Leadership and Infrastructure Funding Team

Editor’s note: The foundation is hosting eight summer interns and fellows this year from across the U.S. Check back each week to learn about these rising social sector leaders in this series, Summer at Kresge.

For Carrie Boyle, working at The Kresge Foundation was a perfect stroke of serendipity.

The new summer fellow from Richmond, Virginia first got accustomed to nonprofit work by helping her mother at the local community center.

“I never imagined a future in which I would not be working in nonprofits,” she says,” “this is just what I’ve always wanted to do.”

Boyle continued her nonprofit career after she obtained a degree in political science from Davidson College. The journey led her across the country to California, where she gained experience in the nonprofit funding sector as a director of Finance and Operations at the Silicon Valley Social Venture Fund.

Though she initially intended to work in legal advocacy, Boyle’s work for the Venture Fund steered her to a new passion: helping to create meaningful investments for communities in need. This passion was fueled by Boyle witnessing how hard nonprofits work to achieve their goals; people in this sector dedicate long hours and, due to limited resources, still only scratch the surface of their ambitious and altruistic goals. “I’m really interested in organizational effectiveness—I want to help build resilient, strong, just and thriving nonprofits,” she says. “I want philanthropy to be thoughtful, not to reinforce systems that are already in place.”

Carrie wanted a way to help these organizations obtain the funding they needed to effectively lead their causes, but she knew she needed more experience. After four years in Silicon Valley, Boyle pursued a business degree at the University of Michigan.
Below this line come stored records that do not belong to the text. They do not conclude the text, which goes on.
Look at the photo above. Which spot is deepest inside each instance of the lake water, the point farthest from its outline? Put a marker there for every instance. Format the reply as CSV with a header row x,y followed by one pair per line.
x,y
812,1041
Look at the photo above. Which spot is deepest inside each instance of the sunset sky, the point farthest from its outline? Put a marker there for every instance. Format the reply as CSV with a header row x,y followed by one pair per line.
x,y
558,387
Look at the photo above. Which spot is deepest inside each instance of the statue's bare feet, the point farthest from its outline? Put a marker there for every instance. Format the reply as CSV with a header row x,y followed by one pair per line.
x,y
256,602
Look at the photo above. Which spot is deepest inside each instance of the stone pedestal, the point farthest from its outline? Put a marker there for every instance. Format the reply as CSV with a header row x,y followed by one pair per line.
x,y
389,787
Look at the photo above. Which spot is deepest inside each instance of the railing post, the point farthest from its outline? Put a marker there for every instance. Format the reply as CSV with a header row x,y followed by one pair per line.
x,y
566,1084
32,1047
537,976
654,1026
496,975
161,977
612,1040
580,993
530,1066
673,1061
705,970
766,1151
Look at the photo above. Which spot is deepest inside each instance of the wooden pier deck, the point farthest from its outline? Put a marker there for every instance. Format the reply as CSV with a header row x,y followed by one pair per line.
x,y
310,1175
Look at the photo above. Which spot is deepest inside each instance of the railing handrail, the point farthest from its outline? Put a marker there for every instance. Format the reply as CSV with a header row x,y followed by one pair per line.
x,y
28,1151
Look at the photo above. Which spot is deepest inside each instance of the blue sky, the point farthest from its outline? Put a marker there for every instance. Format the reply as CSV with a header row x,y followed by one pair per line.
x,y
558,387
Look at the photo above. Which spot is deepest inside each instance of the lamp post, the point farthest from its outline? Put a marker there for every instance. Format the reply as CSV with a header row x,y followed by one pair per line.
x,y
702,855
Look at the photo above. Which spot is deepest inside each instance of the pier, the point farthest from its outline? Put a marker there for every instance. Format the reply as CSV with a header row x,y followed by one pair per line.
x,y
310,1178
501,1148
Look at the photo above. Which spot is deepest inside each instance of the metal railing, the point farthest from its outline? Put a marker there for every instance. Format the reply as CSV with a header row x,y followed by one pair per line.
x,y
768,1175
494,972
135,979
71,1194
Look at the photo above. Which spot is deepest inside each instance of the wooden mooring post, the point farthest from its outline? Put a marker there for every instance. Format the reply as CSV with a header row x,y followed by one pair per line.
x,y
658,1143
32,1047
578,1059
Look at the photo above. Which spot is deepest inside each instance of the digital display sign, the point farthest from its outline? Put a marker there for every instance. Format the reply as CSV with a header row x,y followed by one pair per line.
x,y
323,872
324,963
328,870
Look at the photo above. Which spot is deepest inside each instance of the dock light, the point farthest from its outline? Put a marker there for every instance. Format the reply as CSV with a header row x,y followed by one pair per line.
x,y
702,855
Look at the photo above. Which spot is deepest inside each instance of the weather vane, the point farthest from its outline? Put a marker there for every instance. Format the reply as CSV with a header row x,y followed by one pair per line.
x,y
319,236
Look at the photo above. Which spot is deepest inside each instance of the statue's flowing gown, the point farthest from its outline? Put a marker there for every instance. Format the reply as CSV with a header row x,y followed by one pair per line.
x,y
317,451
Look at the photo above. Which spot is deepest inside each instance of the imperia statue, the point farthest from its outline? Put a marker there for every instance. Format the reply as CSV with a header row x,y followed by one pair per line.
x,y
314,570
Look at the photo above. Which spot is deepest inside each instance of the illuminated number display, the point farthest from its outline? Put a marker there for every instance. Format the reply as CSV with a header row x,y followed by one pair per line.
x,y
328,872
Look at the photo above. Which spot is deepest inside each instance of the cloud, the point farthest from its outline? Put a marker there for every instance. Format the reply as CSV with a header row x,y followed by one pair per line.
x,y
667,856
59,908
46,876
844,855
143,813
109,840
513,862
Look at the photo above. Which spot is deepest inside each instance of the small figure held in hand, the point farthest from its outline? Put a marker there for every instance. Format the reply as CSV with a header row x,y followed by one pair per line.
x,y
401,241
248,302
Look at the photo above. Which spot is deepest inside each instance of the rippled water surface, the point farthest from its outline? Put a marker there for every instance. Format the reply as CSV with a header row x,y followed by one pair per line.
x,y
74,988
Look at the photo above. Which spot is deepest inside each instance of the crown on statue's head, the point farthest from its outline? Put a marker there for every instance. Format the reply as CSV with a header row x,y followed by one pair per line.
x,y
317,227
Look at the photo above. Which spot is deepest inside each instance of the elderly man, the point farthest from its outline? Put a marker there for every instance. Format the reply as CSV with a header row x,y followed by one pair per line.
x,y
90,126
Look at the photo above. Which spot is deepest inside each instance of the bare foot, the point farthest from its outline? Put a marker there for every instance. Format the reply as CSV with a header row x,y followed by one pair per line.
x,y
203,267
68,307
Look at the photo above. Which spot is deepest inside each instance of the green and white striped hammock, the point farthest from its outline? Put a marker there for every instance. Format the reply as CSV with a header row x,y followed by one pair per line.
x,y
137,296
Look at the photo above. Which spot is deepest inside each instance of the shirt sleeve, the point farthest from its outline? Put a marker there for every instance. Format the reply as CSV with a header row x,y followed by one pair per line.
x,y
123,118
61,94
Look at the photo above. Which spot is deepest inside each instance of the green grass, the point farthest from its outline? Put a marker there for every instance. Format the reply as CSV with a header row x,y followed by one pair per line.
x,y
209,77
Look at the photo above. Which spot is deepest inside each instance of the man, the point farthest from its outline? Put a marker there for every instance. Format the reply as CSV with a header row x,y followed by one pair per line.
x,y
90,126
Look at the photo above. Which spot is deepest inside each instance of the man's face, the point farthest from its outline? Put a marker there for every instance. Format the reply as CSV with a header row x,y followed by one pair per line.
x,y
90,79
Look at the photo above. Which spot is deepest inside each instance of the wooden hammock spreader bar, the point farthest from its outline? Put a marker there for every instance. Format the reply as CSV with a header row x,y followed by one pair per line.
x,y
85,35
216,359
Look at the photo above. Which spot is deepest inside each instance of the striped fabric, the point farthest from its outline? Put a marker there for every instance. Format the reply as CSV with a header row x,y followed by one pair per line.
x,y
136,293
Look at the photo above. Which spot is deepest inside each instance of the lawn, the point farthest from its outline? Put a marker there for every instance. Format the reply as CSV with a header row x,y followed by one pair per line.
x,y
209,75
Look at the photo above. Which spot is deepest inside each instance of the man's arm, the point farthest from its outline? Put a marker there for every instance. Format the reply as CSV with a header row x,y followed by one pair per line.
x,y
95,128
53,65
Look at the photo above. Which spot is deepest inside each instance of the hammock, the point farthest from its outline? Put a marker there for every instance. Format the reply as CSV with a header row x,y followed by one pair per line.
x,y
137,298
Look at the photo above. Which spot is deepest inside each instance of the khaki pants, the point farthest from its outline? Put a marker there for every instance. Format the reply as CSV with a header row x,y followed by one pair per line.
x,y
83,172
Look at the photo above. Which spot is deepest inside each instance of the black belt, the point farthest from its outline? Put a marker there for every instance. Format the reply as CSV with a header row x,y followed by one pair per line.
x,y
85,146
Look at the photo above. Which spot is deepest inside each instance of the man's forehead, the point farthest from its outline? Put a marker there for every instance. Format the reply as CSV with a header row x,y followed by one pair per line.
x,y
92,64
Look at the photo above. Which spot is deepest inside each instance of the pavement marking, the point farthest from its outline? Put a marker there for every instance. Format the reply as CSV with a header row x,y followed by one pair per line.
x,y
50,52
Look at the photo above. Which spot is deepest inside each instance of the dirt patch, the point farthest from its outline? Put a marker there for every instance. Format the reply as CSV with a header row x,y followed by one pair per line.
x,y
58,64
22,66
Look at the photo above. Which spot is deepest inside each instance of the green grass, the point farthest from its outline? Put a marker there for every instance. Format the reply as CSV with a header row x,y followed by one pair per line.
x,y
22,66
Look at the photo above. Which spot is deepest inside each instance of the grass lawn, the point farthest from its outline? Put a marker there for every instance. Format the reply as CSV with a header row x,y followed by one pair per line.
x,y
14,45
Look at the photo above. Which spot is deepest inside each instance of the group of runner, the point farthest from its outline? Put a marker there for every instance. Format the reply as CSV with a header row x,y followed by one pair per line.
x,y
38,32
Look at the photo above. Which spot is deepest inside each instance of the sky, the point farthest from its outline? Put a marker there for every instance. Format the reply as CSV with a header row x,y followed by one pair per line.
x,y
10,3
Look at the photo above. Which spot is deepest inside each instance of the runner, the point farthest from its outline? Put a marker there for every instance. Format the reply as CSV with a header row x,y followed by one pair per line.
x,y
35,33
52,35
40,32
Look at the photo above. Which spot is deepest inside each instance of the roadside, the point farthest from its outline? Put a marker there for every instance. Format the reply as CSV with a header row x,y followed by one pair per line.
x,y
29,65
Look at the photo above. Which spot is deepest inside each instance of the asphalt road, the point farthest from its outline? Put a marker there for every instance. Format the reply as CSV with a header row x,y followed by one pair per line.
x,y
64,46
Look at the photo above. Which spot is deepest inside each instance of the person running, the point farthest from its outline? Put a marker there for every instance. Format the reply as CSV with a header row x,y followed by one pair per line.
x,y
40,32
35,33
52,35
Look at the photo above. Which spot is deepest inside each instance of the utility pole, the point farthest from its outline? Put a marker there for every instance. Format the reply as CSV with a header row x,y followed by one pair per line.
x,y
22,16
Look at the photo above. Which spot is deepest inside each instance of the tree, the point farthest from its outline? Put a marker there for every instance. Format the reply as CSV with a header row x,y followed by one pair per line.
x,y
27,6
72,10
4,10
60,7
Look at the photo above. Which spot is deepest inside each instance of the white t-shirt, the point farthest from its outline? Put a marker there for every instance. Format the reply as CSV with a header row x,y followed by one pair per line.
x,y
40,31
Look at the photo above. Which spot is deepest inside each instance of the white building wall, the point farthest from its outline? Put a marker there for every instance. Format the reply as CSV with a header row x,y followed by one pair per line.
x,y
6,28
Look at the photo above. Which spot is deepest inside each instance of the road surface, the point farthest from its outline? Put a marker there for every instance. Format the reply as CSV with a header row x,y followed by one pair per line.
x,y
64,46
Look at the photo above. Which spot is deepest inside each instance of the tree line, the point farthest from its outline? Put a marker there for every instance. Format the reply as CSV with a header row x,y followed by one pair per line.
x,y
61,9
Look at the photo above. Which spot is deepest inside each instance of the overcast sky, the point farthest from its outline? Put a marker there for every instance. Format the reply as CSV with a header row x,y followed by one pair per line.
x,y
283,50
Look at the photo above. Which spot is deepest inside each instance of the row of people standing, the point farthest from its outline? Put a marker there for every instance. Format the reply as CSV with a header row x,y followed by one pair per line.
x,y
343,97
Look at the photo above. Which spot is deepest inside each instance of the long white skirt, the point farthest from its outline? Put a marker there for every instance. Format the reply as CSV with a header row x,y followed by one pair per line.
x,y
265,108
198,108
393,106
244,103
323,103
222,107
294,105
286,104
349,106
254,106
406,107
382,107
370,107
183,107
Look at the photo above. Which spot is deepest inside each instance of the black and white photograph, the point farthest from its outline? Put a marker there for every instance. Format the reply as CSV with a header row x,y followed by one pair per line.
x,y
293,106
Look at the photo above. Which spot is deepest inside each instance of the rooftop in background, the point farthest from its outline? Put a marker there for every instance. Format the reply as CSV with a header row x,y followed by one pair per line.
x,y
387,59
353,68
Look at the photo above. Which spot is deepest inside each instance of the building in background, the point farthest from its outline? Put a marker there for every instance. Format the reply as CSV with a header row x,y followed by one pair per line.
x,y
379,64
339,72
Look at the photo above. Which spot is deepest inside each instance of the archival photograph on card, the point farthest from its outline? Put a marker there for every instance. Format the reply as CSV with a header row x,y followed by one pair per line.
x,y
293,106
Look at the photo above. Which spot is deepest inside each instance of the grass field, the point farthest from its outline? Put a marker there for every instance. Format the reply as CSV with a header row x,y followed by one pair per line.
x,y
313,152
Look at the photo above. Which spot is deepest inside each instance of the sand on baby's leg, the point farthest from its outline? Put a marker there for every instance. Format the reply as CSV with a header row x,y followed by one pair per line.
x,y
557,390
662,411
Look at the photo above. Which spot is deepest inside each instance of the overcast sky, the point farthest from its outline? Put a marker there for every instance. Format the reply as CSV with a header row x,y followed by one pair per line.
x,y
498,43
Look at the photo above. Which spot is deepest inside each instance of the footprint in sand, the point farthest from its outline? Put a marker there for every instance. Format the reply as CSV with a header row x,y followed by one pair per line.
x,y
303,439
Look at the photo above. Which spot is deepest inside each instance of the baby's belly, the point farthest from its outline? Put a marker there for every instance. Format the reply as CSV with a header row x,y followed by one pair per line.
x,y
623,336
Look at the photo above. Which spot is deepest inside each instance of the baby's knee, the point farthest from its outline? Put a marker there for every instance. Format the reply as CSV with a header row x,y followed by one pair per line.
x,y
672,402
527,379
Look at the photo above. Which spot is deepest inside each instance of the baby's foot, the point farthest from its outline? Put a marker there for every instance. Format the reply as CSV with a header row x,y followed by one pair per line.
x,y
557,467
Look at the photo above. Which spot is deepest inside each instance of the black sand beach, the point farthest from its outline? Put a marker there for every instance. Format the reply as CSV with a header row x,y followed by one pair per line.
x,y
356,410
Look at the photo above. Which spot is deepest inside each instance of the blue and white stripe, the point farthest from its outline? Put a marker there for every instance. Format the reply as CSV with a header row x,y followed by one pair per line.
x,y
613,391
“I realized I was working with donors who made their careers in business and tech, and I found that they wanted a business case for why they should invest their money in a particular way,” she says. By studying the field more, she knew that she could help the organizations reach donors more effectively.

Boyle knew she wanted to gain more experience during the summer when she was not studying. This is when she found the perfect opportunity at Kresge.

Boyle will be working with the Leadership and Infrastructure Funding Team (LIFT). The program is dedicated to supporting nonprofit capacity-building and leadership development with an equity lens.

LIFT has been investing in this work for almost 10 years, but this is the first year they have had a dedicated summer fellow to support their team. Carrie says that she is “helping to organize a convening of funders who are focused on nonprofit talent development and increasing racial equity in the nonprofit workforce. I’ll work with LIFT to figure out who to invite, how to structure learning sessions and how we can collectively push the field to invest more in talent development.”

The convening will offer nonprofits professional development programs that the organizations would otherwise not receive but is essential for pushing strategic thinking and communication in their work. As a result, Kresge hopes to act as a catalyst for what these organizations want to accomplish.

For Carrie, this work is right up her alley. “I sometimes felt like I had to contort myself to other jobs I was applying for,” she says, “but this role is me. This is my area of passion.”

The new fellow knows that having a job that she feels so excited about will make this summer fly by. However, she’s ready to tackle any task she’s given. “(This role) feels striking. If I designed my MBA internship, this would be it. It’s exactly what I want to be doing.”

In her free time, Carrie hopes to explore Michigan as much as possible by relaxing in coffee shops, visiting live music venues, perusing used bookstores, and enjoying the many bodies of water the Great Lakes state has to offer.